The grid size greatly influences the flame position, which becomes stable only with adequate refinement [22]. Thus, the mesh was refined in the reaction region with a scale factor to make sure the flame was caught accurately. A mesh independence test was conducted to obtain an optimal grid size, which can ensure the accuracy of the results and reduce the calculation time. The temperature profiles along the center line of flame with different grid size are shown in Figure 2. The profile of flame temperature remains nearly unchanged when the grid number reaches 2.02 × 10⁵. Thus, the computational domain is discretized using a grid count of 2.02 × 10⁵ with the grid length of 0.02 mm and width of 0.04 mm.

2.3. Numerical Setup

The numerical calculation was executed in ANSYS FLUENT 16.2. The laminar-finite-rate model was selected to solve the interaction between flow and combustion. A reduction methane–air kinetics mechanism involving 16 species and 41 reactions was imported from ANSYS Chemkin 17.0 which was proved to be accurate in describing the flame characteristics [23,24]. The kinetic theory was detected to solve the mass diffusivity. The density was calculated using incompressible ideal gas assumption, and the specific heat, viscosity, and thermal conductivity were calculated with mixing law.
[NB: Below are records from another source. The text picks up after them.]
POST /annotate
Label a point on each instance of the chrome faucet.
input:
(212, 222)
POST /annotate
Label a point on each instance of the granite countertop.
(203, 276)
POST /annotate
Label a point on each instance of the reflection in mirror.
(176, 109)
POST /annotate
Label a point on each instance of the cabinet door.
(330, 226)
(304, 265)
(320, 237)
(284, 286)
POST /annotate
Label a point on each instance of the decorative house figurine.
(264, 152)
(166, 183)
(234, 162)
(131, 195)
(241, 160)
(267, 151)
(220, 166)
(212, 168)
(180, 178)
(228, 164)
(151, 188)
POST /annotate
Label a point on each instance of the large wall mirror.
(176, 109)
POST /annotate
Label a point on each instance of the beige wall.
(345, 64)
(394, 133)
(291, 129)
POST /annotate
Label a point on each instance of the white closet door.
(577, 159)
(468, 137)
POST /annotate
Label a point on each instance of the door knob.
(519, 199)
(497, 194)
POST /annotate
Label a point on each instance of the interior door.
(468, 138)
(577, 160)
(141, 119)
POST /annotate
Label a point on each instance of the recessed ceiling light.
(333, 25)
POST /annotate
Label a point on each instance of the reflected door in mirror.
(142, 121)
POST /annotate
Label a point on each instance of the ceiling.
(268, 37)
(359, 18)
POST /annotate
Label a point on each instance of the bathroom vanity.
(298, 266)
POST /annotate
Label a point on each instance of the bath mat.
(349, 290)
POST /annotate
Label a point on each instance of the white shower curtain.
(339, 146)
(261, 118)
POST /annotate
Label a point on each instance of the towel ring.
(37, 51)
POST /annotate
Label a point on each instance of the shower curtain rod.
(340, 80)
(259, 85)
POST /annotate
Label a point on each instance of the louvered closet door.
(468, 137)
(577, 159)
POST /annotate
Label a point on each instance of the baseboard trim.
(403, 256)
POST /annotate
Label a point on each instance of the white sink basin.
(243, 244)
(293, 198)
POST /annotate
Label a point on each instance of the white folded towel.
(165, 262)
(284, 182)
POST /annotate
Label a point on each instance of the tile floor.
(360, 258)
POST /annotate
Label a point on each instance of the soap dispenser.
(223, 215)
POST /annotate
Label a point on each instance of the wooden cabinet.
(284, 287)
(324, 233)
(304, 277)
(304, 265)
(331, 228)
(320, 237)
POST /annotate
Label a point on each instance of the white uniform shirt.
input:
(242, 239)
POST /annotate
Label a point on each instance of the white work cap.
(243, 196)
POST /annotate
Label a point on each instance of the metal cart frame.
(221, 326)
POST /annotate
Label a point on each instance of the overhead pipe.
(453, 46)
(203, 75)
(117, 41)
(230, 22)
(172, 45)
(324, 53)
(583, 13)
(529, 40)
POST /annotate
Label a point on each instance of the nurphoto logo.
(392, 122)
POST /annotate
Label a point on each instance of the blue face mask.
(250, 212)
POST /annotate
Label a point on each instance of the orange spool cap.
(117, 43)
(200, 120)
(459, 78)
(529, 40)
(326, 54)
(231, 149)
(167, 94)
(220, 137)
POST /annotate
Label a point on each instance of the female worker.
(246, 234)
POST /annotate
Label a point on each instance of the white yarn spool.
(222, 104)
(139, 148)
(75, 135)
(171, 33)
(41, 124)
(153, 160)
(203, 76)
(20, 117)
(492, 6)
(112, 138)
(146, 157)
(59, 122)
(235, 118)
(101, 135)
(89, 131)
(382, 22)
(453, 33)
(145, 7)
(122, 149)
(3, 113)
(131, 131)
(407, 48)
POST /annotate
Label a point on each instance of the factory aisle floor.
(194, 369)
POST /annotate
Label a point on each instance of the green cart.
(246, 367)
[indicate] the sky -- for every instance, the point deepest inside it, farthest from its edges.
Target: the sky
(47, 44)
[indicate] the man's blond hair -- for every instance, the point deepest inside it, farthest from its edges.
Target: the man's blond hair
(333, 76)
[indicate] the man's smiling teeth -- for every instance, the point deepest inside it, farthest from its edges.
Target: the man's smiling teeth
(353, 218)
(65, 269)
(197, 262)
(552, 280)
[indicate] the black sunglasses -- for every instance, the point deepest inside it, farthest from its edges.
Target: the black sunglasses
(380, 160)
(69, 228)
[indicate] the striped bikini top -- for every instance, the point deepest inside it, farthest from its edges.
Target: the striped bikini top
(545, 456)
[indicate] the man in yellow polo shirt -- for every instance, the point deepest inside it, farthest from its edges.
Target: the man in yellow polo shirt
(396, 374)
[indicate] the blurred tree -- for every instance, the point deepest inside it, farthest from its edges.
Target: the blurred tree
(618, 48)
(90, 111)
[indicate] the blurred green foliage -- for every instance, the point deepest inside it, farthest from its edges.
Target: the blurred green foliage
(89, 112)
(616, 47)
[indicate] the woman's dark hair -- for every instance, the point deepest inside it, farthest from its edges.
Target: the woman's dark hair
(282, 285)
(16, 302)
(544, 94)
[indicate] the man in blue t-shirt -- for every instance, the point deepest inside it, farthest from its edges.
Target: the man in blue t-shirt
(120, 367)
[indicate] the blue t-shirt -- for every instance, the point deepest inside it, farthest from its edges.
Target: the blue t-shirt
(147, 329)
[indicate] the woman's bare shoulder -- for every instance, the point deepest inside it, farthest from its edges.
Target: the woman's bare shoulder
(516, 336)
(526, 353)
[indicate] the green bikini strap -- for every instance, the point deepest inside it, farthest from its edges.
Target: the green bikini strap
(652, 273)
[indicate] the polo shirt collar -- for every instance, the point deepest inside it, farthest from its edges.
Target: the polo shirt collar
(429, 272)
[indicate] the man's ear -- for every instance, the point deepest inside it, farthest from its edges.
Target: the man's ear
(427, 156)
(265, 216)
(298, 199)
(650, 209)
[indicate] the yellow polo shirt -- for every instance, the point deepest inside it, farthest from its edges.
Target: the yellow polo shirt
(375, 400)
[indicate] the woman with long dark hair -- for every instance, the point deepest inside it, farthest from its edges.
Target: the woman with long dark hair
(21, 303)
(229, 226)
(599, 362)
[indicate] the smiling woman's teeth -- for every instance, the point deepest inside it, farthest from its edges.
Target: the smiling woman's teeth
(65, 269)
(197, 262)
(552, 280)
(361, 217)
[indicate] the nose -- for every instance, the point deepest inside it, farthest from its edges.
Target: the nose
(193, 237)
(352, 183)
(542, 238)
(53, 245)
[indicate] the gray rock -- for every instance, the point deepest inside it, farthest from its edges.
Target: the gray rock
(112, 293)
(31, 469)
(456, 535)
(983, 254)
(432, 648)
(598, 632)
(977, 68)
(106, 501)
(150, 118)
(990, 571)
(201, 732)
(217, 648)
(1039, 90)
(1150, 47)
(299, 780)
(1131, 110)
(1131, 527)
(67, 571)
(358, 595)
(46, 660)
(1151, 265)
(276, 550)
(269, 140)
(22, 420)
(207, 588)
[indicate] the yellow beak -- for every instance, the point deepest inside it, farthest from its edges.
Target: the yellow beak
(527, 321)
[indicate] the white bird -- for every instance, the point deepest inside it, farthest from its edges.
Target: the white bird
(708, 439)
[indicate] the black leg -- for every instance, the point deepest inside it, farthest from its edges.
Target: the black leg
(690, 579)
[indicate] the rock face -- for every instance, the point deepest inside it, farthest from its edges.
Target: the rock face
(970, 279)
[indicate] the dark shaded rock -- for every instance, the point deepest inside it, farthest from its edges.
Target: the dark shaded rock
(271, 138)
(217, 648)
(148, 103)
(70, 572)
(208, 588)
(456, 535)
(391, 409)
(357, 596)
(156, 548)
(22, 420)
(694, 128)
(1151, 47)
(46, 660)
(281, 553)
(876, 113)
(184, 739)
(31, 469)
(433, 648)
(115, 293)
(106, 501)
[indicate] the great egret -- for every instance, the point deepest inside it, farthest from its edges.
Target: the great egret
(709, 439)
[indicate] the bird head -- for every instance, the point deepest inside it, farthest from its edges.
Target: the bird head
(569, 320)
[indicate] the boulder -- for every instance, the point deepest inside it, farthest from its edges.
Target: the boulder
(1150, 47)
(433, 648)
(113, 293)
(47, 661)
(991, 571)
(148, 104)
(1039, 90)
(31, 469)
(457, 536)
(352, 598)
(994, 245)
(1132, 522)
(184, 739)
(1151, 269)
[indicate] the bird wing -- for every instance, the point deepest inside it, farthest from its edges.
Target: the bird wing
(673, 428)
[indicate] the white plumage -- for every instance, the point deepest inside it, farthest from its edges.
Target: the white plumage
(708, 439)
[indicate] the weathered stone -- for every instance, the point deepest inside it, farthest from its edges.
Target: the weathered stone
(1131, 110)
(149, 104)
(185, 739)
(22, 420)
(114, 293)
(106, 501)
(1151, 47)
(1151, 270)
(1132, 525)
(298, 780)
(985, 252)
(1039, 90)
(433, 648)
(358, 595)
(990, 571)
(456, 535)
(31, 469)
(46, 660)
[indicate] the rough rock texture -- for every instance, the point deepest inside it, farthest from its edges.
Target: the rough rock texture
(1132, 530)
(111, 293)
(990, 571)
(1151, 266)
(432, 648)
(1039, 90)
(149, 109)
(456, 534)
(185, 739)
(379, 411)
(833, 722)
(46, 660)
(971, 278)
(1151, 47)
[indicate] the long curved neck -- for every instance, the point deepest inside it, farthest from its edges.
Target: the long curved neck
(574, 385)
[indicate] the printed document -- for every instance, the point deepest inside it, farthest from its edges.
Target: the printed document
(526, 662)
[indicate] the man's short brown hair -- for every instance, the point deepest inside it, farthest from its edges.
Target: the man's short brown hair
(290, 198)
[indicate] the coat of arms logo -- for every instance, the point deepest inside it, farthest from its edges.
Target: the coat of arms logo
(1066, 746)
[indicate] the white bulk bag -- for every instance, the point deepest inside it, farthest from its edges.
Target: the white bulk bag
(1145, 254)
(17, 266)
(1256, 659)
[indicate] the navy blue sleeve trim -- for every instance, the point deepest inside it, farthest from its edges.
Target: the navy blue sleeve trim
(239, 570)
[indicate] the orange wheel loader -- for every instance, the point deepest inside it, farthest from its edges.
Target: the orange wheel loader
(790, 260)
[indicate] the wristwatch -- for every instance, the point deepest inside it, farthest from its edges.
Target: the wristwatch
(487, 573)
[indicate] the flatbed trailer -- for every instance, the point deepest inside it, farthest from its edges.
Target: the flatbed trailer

The second-order upwind scheme was used for spatial discretization, and the SIMPLE algorithm was employed for pressure velocity coupling. The evolution of gradients is developed by the least squares cell-based method. The under-relaxation factors are adjusted with a proper value to achieve convergence considering the finite rate model and species transport model. The convergent criteria of residuals are set as 10⁻⁶ for the conservation equations.

3. Validation of the Numerical Model

To verify the validity of the numerical model, an experimental study was conducted on a single premixed flame. As shown in Figure 3, the methane and air flow through the mass flow controller and thoroughly mix in the buffer tank. The methane/air mixture flows through the flame arrestor and into the burner with rectangular port. A water-cooling system was installed under the flame wall to adjust the temperature of the surface and keep it constant, which was monitored by a K-type thermocouple and data acquisition system.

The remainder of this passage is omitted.